Mohammad Badrul Ahsan

If a cat has nine lives, Hussein Muhammad Ershad has many more, because the former military dictator-cum-born-again-populist is back in the news. He has an enviable way of making it happen, perhaps the only living politician in this country who is comparable to Harry Houdini, the legendary magician, who specialised in tricks and escapes.

Ershad can be locked in handcuffs and leg-irons, and then nailed into a crate. The crate can be roped and weighed down with two hundred pounds of political embarrassment before being lowered into a lake of shame. Bet your money, he will escape sooner than you thought.

It is amazing how it has always worked in his favour, except for that one time when he had to land in jail. Remember 2006 when politicians from both sides of the political divide were courting him? Remember how the course of events precipitated over his participation in the national election? Sixteen years after his ouster, he was still the main man in a political madness that brought another madness called One Eleven.

This one time Ershad is back as an anti-climax. The High Court has rendered the 7th amendment of the constitution, making his power grab illegal, an offense punishable by law that doesn't exist yet. This embarrassment comes when he is a part of the government and his brother is a cabinet minister. God works in mysterious ways. A blow from friends hurts more than ten from enemies. Touché!

Is Ershad going to stand in the dock for it? I do not think so. The great escape artist will prove again that no trap is hard for him to escape. He has friends in the right places and years of political plumbing has made him adept at digging out of any hole. Rest assured he is going to get out again.

The former strongman is likely to be in the news longer than he thought. The families of victims killed in mass uprising against him are planning to sue him. Even the student leaders of the '90s movement are asking for his trial. If these things happen as and when they happen, I am convinced, as he must be, that the clamour is going to die down after sometime. In his life as a political turncoat, he has learned that there is nothing that can't be overcome given a little time and the short memory of our people.

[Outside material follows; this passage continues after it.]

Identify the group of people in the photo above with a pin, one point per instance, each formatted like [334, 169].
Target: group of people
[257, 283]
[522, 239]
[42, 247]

So, Ershad is going to do it again. He is already saying that he has accepted the court verdict, claiming in the same breath that it is not sufficient to put him on trial. The parliament has to pass the law before the long hand of justice can touch him. And this is where he is comfortable. He knows there will be many a slip between the cup and the lip. He also knows it is easier said than done. Trying him is going to be a trying thing.

I say it because life never rights all the wrongs. Augusto Pinochet was put under house arrest fourteen years after he stepped down as president of Chile in 1990, the same year Ershad was toppled in this country. Pinochet had around 300 criminal charges pending against him, but he slipped the iron hand of justice when he died in 2006. Pol Pot, the Cambodian monster, died in his jungle hideout, before he could be captured and brought to justice. Adolf Hitler took his own life to escape the ordeals of trial and conviction.

Destiny, of course, has a hand in it, and maturity is when one realises that life doesn't always balance its book. The killer of one human being is a murderer, few more is a serial killer, and many times more is a mass murderer. But a dictator is someone who has no limits. One estimate has it that the number of people killed or disappeared under Pinochet's watch ranged from 5,000 to 30,000. Hitler is responsible for 20-25 million deaths, Stalin for 20-60 million and Mao Zedong for 40-72 million.

In comparison, Ershad the autocrat was an angel. He is responsible only for a handful of deaths -- students who were crushed under a speeding truck and others cut down by bullets fired by his henchmen. He built many roads, raised many buildings, and composed many poems. He did all of these by appeasing anyone who wanted to oppose him.

Trial or no trial, Hussein Muhammad Ershad is guilty on two counts. He seized the power of this country, less serious of his two offenses. More serious is how he popularised appeasement -- the seedbed of corruption in this country. He is a Teflon man.

Nothing sticks to Teflon. No criticism sticks to Ershad. But the fact remains that he gave us enough rope so that we could hang ourselves.